While all individuals have mixed amounts of the three, the predominant ‘guna’ determines an individual's ‘Manasa prakriti’. In equilibrium, the three gunas preserve the mind and indirectly the body, maintaining it in a healthy state. Any disturbance in this equilibrium results in various types of mental disorders.
‘Satwa’, characterised by lightness, consciousness, pleasure and clarity, is pure, free from disease and cannot be disturbed in any way. It activates the senses and is responsible for the perception of knowledge. ‘Rajas’, the most active of the ‘gunas’, have motion and stimulation as its characteristics. All desires, wishes, ambitions and fickle-mindedness are a result of the same. While ‘Tamas’ is characterised by heaviness and resistance. It produces disturbances in the process of perception and activities of the mind. Delusion, false knowledge, laziness, apathy, sleep and drowsiness are due to it.

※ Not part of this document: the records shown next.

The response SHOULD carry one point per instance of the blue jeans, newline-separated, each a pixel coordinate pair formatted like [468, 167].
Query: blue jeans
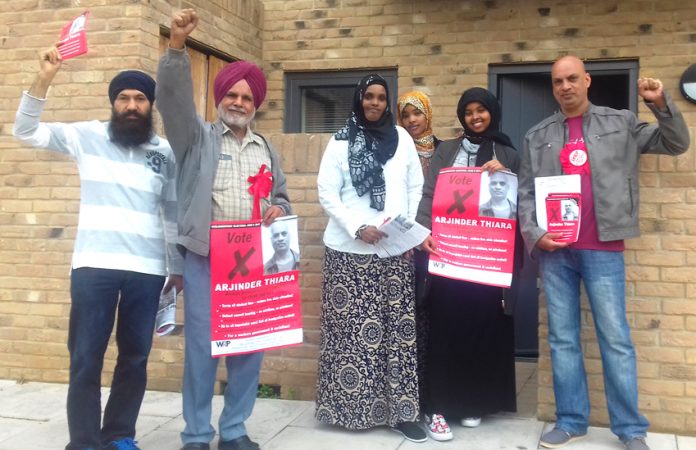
[98, 295]
[200, 367]
[603, 275]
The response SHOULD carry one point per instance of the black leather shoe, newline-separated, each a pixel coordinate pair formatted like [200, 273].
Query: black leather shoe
[196, 446]
[241, 443]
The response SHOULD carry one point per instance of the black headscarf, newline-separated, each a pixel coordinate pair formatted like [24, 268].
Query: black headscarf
[370, 144]
[488, 100]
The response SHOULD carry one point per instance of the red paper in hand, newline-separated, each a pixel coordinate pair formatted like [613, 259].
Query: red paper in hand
[73, 38]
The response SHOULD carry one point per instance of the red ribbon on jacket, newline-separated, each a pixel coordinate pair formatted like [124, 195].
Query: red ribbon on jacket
[574, 159]
[261, 185]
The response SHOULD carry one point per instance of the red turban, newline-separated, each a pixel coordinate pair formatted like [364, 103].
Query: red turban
[237, 71]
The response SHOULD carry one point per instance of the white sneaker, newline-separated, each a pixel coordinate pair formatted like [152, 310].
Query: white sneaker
[437, 428]
[471, 422]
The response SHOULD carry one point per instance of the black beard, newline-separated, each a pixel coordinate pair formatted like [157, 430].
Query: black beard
[130, 132]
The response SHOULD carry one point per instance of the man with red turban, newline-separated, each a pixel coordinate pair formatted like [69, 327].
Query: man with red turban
[215, 161]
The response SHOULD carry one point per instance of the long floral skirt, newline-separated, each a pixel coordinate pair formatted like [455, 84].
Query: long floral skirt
[367, 356]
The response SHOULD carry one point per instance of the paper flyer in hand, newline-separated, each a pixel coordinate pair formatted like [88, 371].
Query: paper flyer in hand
[563, 215]
[545, 186]
[474, 223]
[255, 291]
[165, 322]
[73, 37]
[402, 235]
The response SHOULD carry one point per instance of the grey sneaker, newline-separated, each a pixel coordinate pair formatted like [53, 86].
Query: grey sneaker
[558, 438]
[636, 444]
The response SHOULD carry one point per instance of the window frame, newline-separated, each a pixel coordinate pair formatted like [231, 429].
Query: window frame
[296, 81]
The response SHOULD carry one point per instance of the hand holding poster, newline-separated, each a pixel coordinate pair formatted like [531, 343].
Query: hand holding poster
[73, 38]
[165, 321]
[255, 294]
[545, 186]
[474, 222]
[563, 215]
[402, 235]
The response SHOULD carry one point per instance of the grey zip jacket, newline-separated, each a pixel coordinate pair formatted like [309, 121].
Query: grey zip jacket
[615, 139]
[196, 145]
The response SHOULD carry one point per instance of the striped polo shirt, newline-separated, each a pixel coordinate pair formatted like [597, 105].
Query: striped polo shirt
[128, 195]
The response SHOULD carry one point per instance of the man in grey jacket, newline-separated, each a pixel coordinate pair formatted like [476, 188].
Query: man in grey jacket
[214, 161]
[603, 146]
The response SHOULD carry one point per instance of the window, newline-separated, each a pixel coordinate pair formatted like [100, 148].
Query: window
[320, 102]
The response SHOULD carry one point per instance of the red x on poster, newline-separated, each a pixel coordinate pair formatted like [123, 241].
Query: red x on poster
[474, 221]
[251, 310]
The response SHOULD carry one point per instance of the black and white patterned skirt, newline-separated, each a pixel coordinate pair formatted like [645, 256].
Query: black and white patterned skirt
[367, 356]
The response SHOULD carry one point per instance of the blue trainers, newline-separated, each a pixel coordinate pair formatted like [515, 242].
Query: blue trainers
[122, 444]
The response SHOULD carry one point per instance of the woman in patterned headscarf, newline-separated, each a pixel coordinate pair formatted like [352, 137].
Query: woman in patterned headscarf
[416, 116]
[367, 355]
[470, 367]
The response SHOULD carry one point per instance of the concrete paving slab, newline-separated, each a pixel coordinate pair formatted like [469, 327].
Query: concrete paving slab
[270, 417]
[324, 437]
[276, 424]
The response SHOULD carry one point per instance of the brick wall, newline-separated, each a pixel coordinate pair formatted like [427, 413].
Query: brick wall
[442, 47]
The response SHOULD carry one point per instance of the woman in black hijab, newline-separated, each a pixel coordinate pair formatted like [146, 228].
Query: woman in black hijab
[367, 357]
[470, 367]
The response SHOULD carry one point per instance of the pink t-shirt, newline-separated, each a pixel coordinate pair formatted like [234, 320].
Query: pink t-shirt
[574, 160]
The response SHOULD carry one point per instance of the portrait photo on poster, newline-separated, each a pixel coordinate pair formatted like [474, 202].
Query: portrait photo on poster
[570, 209]
[498, 195]
[281, 247]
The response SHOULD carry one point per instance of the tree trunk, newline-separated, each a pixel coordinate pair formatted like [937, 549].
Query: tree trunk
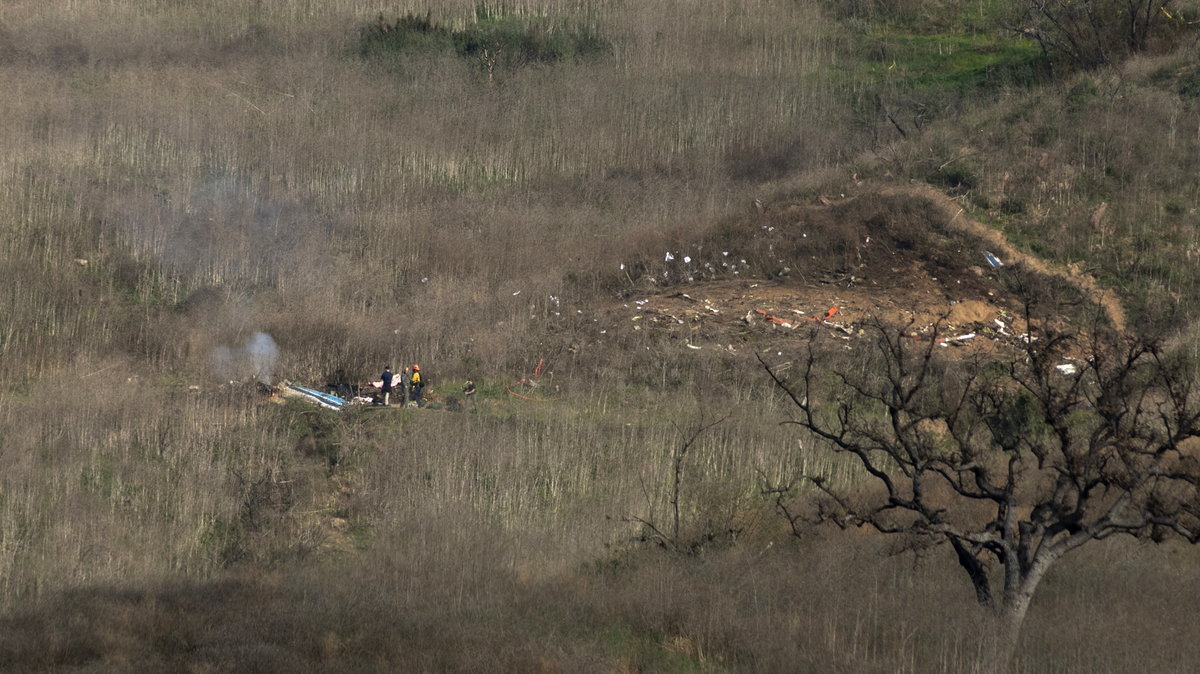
[1011, 614]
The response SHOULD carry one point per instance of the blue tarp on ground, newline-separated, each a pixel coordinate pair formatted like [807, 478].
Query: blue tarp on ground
[323, 399]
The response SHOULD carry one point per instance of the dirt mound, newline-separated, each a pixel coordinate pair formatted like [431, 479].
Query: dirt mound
[905, 257]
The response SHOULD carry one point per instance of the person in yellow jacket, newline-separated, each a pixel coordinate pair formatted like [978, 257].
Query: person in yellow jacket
[415, 383]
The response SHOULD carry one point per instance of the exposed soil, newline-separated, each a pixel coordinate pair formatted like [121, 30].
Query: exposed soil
[946, 289]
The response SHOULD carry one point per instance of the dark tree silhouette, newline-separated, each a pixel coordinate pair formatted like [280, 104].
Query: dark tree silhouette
[1095, 32]
[1012, 459]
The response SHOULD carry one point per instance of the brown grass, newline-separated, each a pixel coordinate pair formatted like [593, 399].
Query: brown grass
[178, 176]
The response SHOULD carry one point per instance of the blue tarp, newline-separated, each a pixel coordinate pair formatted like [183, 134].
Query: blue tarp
[324, 399]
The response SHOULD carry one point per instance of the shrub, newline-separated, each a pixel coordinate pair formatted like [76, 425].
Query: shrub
[495, 38]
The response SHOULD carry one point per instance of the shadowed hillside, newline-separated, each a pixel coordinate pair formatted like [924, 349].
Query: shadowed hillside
[600, 212]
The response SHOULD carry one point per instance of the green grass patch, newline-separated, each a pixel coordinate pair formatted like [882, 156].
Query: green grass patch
[940, 64]
[493, 37]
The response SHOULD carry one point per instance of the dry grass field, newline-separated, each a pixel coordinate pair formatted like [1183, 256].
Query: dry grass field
[179, 176]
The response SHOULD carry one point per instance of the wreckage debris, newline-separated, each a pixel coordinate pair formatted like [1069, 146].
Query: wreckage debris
[328, 401]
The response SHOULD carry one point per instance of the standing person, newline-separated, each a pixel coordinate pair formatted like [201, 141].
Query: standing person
[415, 384]
[387, 385]
[406, 379]
[468, 395]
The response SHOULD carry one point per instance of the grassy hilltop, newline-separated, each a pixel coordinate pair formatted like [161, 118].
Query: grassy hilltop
[485, 187]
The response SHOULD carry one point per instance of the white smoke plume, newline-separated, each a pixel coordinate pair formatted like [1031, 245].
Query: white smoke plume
[256, 359]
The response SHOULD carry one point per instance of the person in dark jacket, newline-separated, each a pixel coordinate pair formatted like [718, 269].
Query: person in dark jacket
[387, 385]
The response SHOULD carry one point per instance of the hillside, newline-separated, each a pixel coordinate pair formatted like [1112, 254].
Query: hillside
[610, 209]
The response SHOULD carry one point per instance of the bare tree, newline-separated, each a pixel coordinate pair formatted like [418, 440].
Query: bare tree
[1012, 461]
[1092, 32]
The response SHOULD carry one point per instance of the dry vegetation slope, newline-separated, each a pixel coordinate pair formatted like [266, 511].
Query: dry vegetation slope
[910, 258]
[181, 175]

‘Rajas’ and’ Tamas’, as with the doshas, can be unbalanced by stress and negative desires as' kama’ (lust),’ irshya’ (malice),’ moha’ (delusion and hallucination),’ lobha’ (greed), ‘chinta’ (anxiety), ‘bhaya’ (fear) and krodha (anger). Each of these three properties is also comprised of sub-types and the particular sub-type to which one belongs to determine the qualities of that individual.
‘Satwika’ individuals are usually noble and spiritual in character, their nature determined as much by body type as their star constellation, having an element of kapha in their constitution.